You could argue peer review has become a mechanism to encourage incrementalism. That it doesn’t reward big leaps. And the public isn’t getting ROI on science funding compared to 50 years ago.

Peer review is a closed system of expertise that doesn’t let you challenge the core tenants - some might say theology - of the field. It’s basically a cartel for keeping a field of study alive, regardless of its value. True innovation happens when people collaborate outside their fields.

Steelman aside, there probably are better ways to solve this problem systematically than just let a politically appointee have final say. If we were serious about this problem, smart people thinking about scientific policy probably have some great ideas that are not being listened to.

2 comments

> Peer review is a closed system of expertise that doesn’t let you challenge the core tenants

Strong claims require strong evidence. The tenants some people want to challenge are climate change, gender identity, renewable energy, vaccinations, etc.

So its a hard bargain, I believe science benefits from being a bit stubborn.

Alzheimer’s research would probably be the easiest one to point to.

And I’d argue all fields could use more dissenting opinions and new options.

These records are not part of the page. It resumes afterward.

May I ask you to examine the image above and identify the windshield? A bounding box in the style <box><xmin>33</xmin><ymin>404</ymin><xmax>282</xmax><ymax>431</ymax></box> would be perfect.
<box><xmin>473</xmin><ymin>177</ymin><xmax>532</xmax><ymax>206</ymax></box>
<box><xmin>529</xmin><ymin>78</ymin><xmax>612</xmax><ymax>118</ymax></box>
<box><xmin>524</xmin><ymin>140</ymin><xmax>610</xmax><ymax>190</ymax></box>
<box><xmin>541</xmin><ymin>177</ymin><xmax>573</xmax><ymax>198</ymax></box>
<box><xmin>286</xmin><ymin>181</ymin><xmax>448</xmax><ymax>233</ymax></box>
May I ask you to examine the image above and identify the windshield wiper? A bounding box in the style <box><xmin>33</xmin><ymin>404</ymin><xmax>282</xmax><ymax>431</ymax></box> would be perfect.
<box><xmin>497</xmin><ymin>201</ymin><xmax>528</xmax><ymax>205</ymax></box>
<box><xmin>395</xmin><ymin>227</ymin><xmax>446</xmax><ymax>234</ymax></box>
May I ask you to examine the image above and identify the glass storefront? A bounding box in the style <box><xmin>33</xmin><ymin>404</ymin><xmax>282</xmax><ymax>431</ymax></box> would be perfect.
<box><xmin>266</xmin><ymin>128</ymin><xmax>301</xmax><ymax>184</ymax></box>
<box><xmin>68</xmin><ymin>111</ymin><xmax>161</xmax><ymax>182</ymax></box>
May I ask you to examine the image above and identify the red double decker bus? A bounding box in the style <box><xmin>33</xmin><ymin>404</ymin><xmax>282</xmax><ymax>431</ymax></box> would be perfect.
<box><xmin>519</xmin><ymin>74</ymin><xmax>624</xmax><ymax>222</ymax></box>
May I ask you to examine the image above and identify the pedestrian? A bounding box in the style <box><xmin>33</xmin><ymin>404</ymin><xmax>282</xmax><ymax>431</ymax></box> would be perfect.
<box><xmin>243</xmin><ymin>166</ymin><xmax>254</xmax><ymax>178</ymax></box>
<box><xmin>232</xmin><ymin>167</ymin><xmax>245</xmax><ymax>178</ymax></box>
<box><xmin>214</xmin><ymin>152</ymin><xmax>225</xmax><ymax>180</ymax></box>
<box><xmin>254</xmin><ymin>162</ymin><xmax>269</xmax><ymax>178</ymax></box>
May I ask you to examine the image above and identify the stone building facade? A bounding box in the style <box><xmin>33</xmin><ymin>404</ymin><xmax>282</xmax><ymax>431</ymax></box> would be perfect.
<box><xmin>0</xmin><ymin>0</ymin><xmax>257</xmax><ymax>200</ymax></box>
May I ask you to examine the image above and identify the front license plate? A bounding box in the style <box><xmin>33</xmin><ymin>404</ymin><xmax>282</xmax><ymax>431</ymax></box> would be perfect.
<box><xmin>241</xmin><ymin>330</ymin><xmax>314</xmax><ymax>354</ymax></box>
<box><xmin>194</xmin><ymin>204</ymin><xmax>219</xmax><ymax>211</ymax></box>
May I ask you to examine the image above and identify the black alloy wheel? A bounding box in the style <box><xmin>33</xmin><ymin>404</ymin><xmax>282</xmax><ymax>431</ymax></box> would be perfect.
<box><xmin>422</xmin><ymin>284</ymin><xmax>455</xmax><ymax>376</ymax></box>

I don’t know if this would be the path to that but keep in mind there have been many things historically where someone needed to take a leap of faith to go against the current dogma.

Academia is full of dissenting opinions, it is the wet dream of any tenured professor to break tradition and create a new field or area of research and become the lead in it.

Consensus is a thing, but science is not one institution, is a bunch of different warring factions of people trying to get published and cited and funding.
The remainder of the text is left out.